Santa Anita had stakes races carded Saturday and Sunday, including Sunday's Santana Mile that featured the former Kentucky Derby favorite Improbable as a headliner. On April 4, the track was or, pending a reversal in course, is scheduled renew the Santa Anita Derby (G1).

The track's statement reads in full:

"In accordance with instructions received from Los Angeles County Health Department, Santa Anita Park will temporarily close for live racing effective immediately in response to the COVID-19 pandemic.

"We apologize for the late notice affecting today’s racing program, but Santa Anita is abiding by the instructions issued this morning by the California Horse Racing Board to operate under the sanction of the local health authorities.

"At Santa Anita Park, the health, safety and welfare of every person and every horse in our community is our top priority. At this time, there are no known cases of COVID-19 at Santa Anita Park. This measure is being taken in response to a mandate from LA County officials.
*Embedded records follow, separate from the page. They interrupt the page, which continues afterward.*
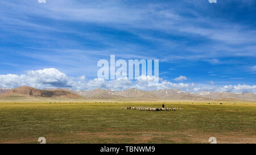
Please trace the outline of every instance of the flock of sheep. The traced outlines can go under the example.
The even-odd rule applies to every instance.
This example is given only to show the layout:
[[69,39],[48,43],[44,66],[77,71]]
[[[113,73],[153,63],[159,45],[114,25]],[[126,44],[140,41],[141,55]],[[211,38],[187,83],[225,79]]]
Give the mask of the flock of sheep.
[[[123,109],[123,107],[122,107]],[[150,107],[126,107],[126,109],[138,110],[140,111],[177,111],[181,110],[181,108],[150,108]]]

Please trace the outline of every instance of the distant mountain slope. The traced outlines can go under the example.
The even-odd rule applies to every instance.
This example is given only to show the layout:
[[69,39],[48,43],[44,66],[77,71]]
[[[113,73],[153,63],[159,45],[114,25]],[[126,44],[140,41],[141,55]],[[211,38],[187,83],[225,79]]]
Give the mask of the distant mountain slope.
[[68,98],[81,97],[76,93],[67,90],[40,90],[28,86],[17,87],[0,94],[0,97],[7,96],[40,97],[43,98],[63,97]]
[[10,89],[0,89],[0,94],[10,90]]
[[122,91],[97,89],[88,91],[75,91],[69,89],[55,89],[40,90],[28,86],[22,86],[8,90],[0,94],[1,99],[44,99],[56,98],[59,97],[67,99],[118,100],[229,100],[256,102],[256,94],[247,93],[234,94],[227,92],[201,91],[198,93],[185,92],[180,90],[164,89],[143,91],[129,89]]
[[200,92],[198,95],[214,99],[237,99],[239,100],[246,100],[256,101],[256,94],[251,93],[235,94],[228,92],[208,92],[204,91],[204,93]]

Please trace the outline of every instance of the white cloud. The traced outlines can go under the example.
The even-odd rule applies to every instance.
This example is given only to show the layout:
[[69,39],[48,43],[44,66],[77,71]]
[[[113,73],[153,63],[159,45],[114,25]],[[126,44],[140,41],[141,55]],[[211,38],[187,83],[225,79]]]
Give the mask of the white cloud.
[[174,79],[174,80],[175,80],[176,81],[183,81],[183,80],[187,80],[188,78],[185,77],[185,76],[180,76],[178,77],[176,77]]
[[[179,80],[187,79],[183,76],[179,77]],[[68,77],[56,69],[47,68],[30,70],[21,75],[11,74],[0,75],[0,87],[14,88],[22,86],[28,86],[39,89],[69,87],[73,90],[87,90],[97,88],[122,90],[135,87],[138,90],[143,90],[178,89],[183,91],[194,92],[209,91],[256,93],[256,85],[250,86],[245,84],[214,86],[193,82],[172,83],[160,79],[159,82],[155,86],[148,85],[148,82],[153,81],[156,78],[150,76],[141,76],[138,80],[129,80],[127,78],[115,80],[104,80],[100,78],[86,80],[84,76],[77,78]]]

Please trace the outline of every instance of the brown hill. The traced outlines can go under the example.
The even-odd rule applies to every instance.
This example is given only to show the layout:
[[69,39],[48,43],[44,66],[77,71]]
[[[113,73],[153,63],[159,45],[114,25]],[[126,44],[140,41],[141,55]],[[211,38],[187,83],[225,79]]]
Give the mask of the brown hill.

"At Santa Anita Park, there are over 1,700 horses stabled who require daily care. That care is provided by the 750 backstretch team members, most who live on-site and have been operating under stringent new measures for protection aligned with the best guidance from local and international health and government authorities on COVID-19. The track has been closed to the general public and to closed all but essential personnel since March 12, 2020.
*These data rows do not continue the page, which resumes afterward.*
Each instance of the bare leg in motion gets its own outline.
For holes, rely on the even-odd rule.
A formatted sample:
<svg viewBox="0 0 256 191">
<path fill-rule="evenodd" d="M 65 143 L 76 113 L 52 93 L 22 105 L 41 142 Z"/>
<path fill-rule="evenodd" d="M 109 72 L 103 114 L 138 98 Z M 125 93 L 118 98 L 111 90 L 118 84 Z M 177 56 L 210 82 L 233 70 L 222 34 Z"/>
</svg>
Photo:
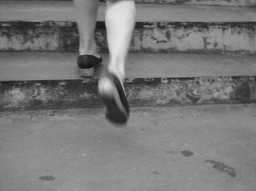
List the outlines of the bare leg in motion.
<svg viewBox="0 0 256 191">
<path fill-rule="evenodd" d="M 136 9 L 133 0 L 107 1 L 105 23 L 110 54 L 108 75 L 99 82 L 98 91 L 106 106 L 106 117 L 123 123 L 129 115 L 123 82 L 125 64 L 135 23 Z"/>
<path fill-rule="evenodd" d="M 98 0 L 73 0 L 79 36 L 79 56 L 77 64 L 84 77 L 91 77 L 102 59 L 98 54 L 94 38 Z"/>
</svg>

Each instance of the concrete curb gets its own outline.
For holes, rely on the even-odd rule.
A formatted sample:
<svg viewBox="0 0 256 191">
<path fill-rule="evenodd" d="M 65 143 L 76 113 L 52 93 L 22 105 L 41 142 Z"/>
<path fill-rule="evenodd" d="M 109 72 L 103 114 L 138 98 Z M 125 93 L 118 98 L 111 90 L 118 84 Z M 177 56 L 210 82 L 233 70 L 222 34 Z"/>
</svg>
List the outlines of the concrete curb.
<svg viewBox="0 0 256 191">
<path fill-rule="evenodd" d="M 131 107 L 256 102 L 252 77 L 135 78 L 125 87 Z M 97 79 L 0 82 L 0 111 L 100 108 Z"/>
<path fill-rule="evenodd" d="M 0 0 L 6 1 L 7 0 Z M 8 0 L 17 1 L 17 0 Z M 18 0 L 19 1 L 34 1 L 35 0 Z M 37 1 L 72 1 L 73 0 L 36 0 Z M 99 0 L 100 2 L 105 2 L 106 0 Z M 197 5 L 212 5 L 243 7 L 256 6 L 255 0 L 134 0 L 135 3 L 156 3 L 160 4 L 188 4 Z"/>
<path fill-rule="evenodd" d="M 256 54 L 256 22 L 138 22 L 130 51 Z M 107 52 L 104 21 L 95 32 L 99 52 Z M 77 52 L 74 21 L 0 22 L 0 51 Z"/>
</svg>

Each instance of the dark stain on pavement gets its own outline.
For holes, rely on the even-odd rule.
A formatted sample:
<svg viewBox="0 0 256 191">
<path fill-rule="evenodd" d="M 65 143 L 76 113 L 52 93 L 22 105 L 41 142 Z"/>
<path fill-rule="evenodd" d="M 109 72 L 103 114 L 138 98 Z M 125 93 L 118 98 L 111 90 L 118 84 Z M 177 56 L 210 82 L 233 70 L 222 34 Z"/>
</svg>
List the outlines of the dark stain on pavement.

"We will continue to work with authorities to familiarize them with the protocols which have been put in place to protect the health and safety of those who work with the horses and the horses themselves.

We look forward to the return of live racing at Santa Anita as soon as approval is received from local regulators."

Earlier Friday, the California Horse Racing Board issued a notice that it "is relying on state, county and local health authorities to determine whether horse racing is deemed essential for exemption from shelter-in-place orders issued by those authorities." In this case, local officials did not determine Santa Anita made the cut.

The move followed Thursday's CHRB meeting in which Aidan Butler, acting director of California racing for The Stronach Group, made a plea to the board to explain to government counterparts how racing is different than other sports -- that training goes on, and racing is ultimately a smaller option that generates revenue.

“We could end up with not only an animal welfare crisis, but a humanitarian crisis, because there is no need for the 750 people who call this place home to be here," he told the board, should racing crase. "At that stage, the city of Arcadia now has a problem with people with nowhere to be, and the horses have a bigger problem with no one to care for them.”